I was learning the technical skills to do the job - that was the easy thing to learn. The key skills were learning what management style was all about and how my personal management interacted with people to make things happen.

At the time, all the systems at M&S were extremely manual and knowing how to deal with people at head office from Yorkshire was quite difficult.

I had responsibility for turnover, staffing costs, shrinkage and a team of probably about 80 staff. I was 21 then but still called a trainee.

Then I was offered the opportunity of an appointment as assistant manager for Brighton, starting in ten days. All I knew about Brighton was that it had one and a half piers, a bomb had gone off in one of the hotels and there was a nudist beach and I had to look on a map to find out exactly where it was.

A manager once said to me: "As a trainee manager you make your own decisions, you dig your own holes but the manager will stop you falling in them. When you take away the title of trainee you have to stop yourself falling in them".

It was very good advice. I had to learn to stand on my own two feet and back my own decisions.

From there I went on to become assistant manager at Camberley, the second largest M&S in the country.

It was very, very long hours. It was Christmas week and I was working from 5am to 11pm every day. I had a team who was working 24 hours and I felt I needed to be there.

Today I am more confident with my team's ability and I am happy to leave them to complete the day-to-day functions.
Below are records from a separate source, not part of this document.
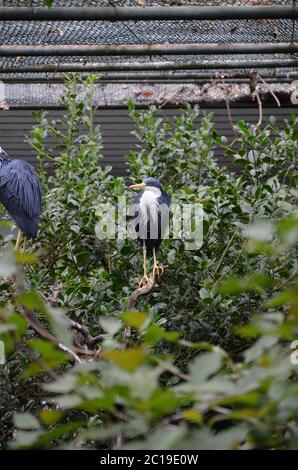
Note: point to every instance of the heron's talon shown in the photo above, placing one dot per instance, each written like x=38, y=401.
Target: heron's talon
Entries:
x=158, y=271
x=144, y=281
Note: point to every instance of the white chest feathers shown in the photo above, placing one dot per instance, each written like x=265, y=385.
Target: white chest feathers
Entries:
x=149, y=205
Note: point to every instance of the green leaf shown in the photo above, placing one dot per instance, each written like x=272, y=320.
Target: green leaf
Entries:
x=110, y=324
x=26, y=421
x=203, y=366
x=135, y=319
x=128, y=359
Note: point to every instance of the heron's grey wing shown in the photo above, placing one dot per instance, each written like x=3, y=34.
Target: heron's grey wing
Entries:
x=20, y=194
x=164, y=203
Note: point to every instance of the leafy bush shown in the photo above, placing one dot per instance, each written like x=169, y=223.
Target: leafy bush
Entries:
x=208, y=364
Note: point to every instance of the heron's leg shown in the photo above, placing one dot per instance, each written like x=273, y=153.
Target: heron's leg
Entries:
x=145, y=278
x=18, y=240
x=158, y=270
x=24, y=246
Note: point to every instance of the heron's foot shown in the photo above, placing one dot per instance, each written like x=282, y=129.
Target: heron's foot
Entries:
x=144, y=281
x=158, y=270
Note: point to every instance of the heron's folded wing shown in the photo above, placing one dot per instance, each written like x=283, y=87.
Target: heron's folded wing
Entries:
x=20, y=189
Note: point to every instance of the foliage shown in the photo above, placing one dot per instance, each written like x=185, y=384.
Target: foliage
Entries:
x=208, y=364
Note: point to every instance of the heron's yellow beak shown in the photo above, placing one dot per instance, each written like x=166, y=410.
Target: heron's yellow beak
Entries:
x=138, y=186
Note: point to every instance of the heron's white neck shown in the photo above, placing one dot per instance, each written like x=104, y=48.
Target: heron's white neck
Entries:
x=149, y=204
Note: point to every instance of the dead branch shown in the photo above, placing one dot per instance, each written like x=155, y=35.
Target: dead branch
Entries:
x=228, y=107
x=133, y=299
x=257, y=95
x=269, y=88
x=35, y=324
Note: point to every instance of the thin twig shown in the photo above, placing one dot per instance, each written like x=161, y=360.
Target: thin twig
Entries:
x=224, y=254
x=229, y=108
x=270, y=90
x=260, y=109
x=133, y=299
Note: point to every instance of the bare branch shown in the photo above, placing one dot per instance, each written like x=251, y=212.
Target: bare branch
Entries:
x=270, y=90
The mobile phone helps as well.

I learned to manage narrow and deep because I was managing a smaller part of the store, mainly the food section, with a huge structure of people and resources.

My next appointment was as commercial manager at Hammersmith, a smaller store but with wider responsibilities, looking after the whole store to broaden my management skills. I was about 24 or 25 by then.
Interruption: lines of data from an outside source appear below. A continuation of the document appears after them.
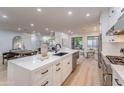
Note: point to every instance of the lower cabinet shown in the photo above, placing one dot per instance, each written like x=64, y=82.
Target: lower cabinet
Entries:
x=57, y=73
x=117, y=80
x=67, y=67
x=52, y=74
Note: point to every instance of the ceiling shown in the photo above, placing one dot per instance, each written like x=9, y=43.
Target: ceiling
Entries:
x=56, y=19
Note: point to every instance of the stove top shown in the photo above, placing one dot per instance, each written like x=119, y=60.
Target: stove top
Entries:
x=116, y=60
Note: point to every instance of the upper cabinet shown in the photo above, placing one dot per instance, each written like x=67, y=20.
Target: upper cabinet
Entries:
x=108, y=19
x=114, y=15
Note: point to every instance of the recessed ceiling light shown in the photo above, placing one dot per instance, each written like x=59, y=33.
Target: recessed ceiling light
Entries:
x=39, y=10
x=88, y=14
x=32, y=25
x=19, y=29
x=51, y=31
x=46, y=29
x=72, y=32
x=4, y=16
x=69, y=12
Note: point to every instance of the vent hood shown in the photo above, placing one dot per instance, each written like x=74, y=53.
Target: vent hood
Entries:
x=118, y=28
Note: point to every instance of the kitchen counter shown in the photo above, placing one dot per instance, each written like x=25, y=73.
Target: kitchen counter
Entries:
x=118, y=68
x=34, y=62
x=35, y=72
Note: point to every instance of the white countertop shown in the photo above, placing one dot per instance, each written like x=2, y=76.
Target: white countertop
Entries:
x=118, y=68
x=33, y=62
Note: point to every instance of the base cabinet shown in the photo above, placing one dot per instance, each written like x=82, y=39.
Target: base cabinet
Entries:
x=57, y=73
x=53, y=74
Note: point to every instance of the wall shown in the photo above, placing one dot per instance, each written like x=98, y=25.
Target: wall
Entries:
x=108, y=48
x=84, y=35
x=6, y=40
x=62, y=38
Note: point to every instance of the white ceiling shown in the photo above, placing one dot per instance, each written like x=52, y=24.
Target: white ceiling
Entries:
x=56, y=19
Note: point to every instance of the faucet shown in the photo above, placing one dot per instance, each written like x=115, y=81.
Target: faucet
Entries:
x=56, y=50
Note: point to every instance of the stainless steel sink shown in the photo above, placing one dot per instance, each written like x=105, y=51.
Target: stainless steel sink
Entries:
x=61, y=54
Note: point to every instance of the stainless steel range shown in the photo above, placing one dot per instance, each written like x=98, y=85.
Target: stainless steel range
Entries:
x=118, y=60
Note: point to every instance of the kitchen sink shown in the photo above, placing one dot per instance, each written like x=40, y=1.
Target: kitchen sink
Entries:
x=61, y=54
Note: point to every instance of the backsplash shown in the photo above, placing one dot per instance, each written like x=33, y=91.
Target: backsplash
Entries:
x=112, y=48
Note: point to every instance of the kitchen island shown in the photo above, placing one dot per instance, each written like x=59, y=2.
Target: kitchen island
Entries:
x=34, y=71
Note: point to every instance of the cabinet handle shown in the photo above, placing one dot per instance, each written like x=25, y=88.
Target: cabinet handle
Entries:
x=44, y=72
x=45, y=83
x=58, y=69
x=118, y=82
x=112, y=11
x=58, y=64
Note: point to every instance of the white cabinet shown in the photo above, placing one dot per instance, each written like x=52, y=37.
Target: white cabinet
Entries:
x=117, y=81
x=115, y=38
x=67, y=67
x=57, y=73
x=42, y=76
x=113, y=16
x=50, y=74
x=120, y=11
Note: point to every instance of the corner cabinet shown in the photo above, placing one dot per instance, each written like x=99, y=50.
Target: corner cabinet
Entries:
x=117, y=80
x=114, y=15
x=115, y=38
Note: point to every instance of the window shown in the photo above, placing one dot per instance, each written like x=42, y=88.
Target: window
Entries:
x=77, y=43
x=92, y=41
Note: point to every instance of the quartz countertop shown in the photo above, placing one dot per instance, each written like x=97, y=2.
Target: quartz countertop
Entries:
x=119, y=69
x=34, y=62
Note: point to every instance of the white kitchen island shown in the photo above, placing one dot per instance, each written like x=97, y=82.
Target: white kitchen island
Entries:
x=31, y=70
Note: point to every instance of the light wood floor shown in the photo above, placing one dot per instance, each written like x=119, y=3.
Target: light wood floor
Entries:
x=87, y=73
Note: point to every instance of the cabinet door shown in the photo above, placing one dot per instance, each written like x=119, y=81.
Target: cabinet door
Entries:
x=42, y=76
x=67, y=67
x=117, y=80
x=57, y=73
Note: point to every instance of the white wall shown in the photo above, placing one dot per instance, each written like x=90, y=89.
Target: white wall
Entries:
x=6, y=41
x=84, y=35
x=108, y=48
I learned multi-tasking, but having more accountability. I developed skills on how to influence people in my team. I really enjoyed my time there.

From there I moved to Hackney, where I stayed for two and a half years and then on to Romford, where I learned all about Investors in People.

I then applied for a job as an operations manager. There were three of us in London looking after 58 stores with responsibility for logistics, equipment, health and safety and development of the warehouse team at each store.

In the 12 months I was there, I had driven 30,000 miles within the M25 area.

Then M &S made 250 store management staff redundant and the 22 operations managers in the UK went down to 14. Thirteen years in M&S turned out to be unlucky for me. I was 30 and redundant.

I was upset at the time but very quickly realised it would be a positive opportunity rather than a negative one.

The exit sessions at M&S gave me the opportunity to look at what I really wanted to do rather than jumping back into something familiar.

By chance I was introduced to a head-hunter for shopping centres who was recruiting a centre manager for the Octagon. I started here in September 1999.

The biggest change to my work is actually having true accountability. I am responsible for my own budgets and answerable to the tenants and their head office for spending their money. It is all about hands-on management.

I enjoy the job and am now half way through a diploma course in shopping centre management.

I live seven miles from my work, have a lot of flexibility and a very good team around me. It was the best decision I never had to take.